A começar o filme, temos a personagem vivida
por Marie Gillain (vencedora do Kikito de Melhor Atriz no Festival de Gramado
1995), Nathalie, uma jovem que não se furta em tentar ascender socialmente em
Paris usando de sua beleza e juventude; ela guarda consigo uma lista de homens
proeminentes e abastados que, noite após noite, encontra para flertes que nunca
dão em nada. Nathalie – sem muita certeza do que de fato quer – se equilibra
entre uma certa permissividade e uma vontade de preservar sua dignidade e não
ceder por completo à prostituição.
Contudo, Nathalie mora com um rapaz – ou
melhor, com dois!
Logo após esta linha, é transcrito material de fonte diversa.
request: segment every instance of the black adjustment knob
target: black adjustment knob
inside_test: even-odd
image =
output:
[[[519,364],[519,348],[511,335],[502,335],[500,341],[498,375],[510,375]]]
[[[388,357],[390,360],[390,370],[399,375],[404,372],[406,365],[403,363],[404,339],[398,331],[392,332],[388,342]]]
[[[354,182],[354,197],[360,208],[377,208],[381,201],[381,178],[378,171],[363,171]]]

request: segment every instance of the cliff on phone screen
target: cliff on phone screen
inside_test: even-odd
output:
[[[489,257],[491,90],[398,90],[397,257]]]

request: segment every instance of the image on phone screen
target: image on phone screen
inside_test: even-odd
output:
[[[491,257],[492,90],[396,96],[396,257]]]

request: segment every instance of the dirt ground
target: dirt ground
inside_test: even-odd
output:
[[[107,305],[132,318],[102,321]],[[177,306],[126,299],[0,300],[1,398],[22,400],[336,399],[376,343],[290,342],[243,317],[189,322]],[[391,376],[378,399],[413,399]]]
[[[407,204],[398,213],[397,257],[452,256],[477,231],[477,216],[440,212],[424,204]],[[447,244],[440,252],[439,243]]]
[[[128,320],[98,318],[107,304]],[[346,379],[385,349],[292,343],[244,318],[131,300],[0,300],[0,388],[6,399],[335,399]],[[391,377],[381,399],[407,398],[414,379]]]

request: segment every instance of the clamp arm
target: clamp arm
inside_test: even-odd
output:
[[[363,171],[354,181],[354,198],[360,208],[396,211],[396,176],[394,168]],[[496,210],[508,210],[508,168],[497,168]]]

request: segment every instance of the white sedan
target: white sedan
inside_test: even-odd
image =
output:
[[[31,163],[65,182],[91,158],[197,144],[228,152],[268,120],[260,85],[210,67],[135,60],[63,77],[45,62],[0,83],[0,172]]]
Ela vive no mesmo apartamento que Eric (Olivier Sitruk) e,
junto deste, sempre está seu melhor amigo Bruno (Bruno Putzulu) – Eric mora com
Nathalie, mas Bruno é tão onipresente na relação que praticamente mora com eles
também.
De início não fica muito clara a dinâmica –
resultado muito provavelmente do fato de que o roteiro, escrito pelo próprio
Bertrando Tavernier, foi sendo concebido aos poucos, à medida que os
realizadores foram compreendendo e moldando os personagens (ainda que mais
tarde tenham declarado que a trama foi inspirada no ‘Caso Valérie Subra’, um
crime muito comentado à época) – mas, a impressão inicial é a de que Eric e
Bruno são dois amigos gays (um casal, talvez) que vivem com Nathalie. Ela até
mesmo fica nua de maneira desinibida na frente deles, que agem com indiferença.
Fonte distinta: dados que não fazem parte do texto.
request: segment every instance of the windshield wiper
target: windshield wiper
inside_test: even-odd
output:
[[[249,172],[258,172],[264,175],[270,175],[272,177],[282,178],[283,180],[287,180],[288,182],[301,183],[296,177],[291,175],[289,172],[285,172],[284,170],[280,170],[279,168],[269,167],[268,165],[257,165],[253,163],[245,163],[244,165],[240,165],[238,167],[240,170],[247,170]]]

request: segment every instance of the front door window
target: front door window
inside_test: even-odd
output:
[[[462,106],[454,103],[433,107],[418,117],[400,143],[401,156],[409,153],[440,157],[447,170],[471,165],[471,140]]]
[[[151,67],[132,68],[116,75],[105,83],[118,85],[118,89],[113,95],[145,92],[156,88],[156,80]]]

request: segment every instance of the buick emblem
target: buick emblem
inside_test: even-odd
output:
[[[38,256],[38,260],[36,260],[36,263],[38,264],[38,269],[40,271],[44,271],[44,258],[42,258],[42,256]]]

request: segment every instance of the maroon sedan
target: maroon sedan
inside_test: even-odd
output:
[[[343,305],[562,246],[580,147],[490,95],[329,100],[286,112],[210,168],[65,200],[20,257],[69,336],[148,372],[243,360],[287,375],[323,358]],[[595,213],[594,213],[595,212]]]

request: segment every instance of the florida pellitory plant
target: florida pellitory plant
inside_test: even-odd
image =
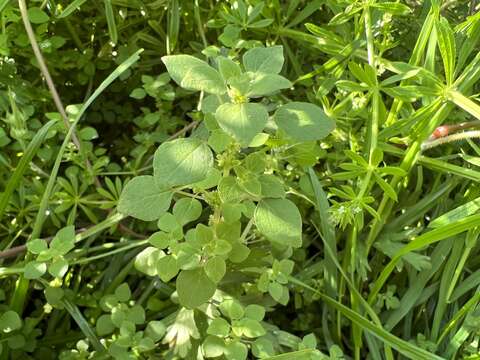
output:
[[[335,124],[317,105],[269,102],[292,87],[279,75],[281,46],[252,48],[242,64],[224,56],[211,58],[214,66],[190,55],[162,60],[178,85],[201,92],[203,121],[190,137],[160,145],[153,175],[131,179],[118,210],[157,221],[135,264],[163,282],[176,277],[177,322],[194,329],[176,352],[185,355],[189,338],[199,338],[199,309],[208,322],[204,355],[245,359],[242,339],[268,332],[260,322],[267,304],[288,303],[289,258],[302,246],[302,217],[278,175],[285,164],[277,154],[326,137]]]

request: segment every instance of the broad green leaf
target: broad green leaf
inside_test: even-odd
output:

Contudo, logo notamos: Nathalie é, na verdade, namorada de Eric que, aos poucos
se mostra mais violento e truculento, diferente do que demonstrava no começo –
ainda que ele e Bruno sejam flagrados assistindo “Scarface” de forma quase
hipnotizada (um indício, de repente, da predisposição dos personagens).
Alimentando a ambição de ir para os EUA e lá
abrir uma boutique – onde acreditam piamente que irão prosperar – Eric e Bruno
têm a ideia de levantar capital o mais rápido possível a fim de custear a
viagem deles e a de Nathalie: Roubando.
Não demora para que eles percebam, na lista
elaborada por Nathalie, uma forma ideal para procurar alvos em potencial. Em
teoria, o discurso de Eric faz a ideia parecer bastante simples: Nathalie
telefona para uma das vítimas e marca um encontro, de preferência, na
residência do dito-cujo. Aproveitando-se de um momento de distração, Nathalie
destranca a porta para que Eric e Bruno (devidamente mascarados) possam entrar,
fazendo-se passar por assaltantes aleatórios, sem qualquer relação com
Nathalie, que fingirá surpresa enquanto eles saqueiam o que houver de mais
valioso no local – dinheiro escondido, de preferência.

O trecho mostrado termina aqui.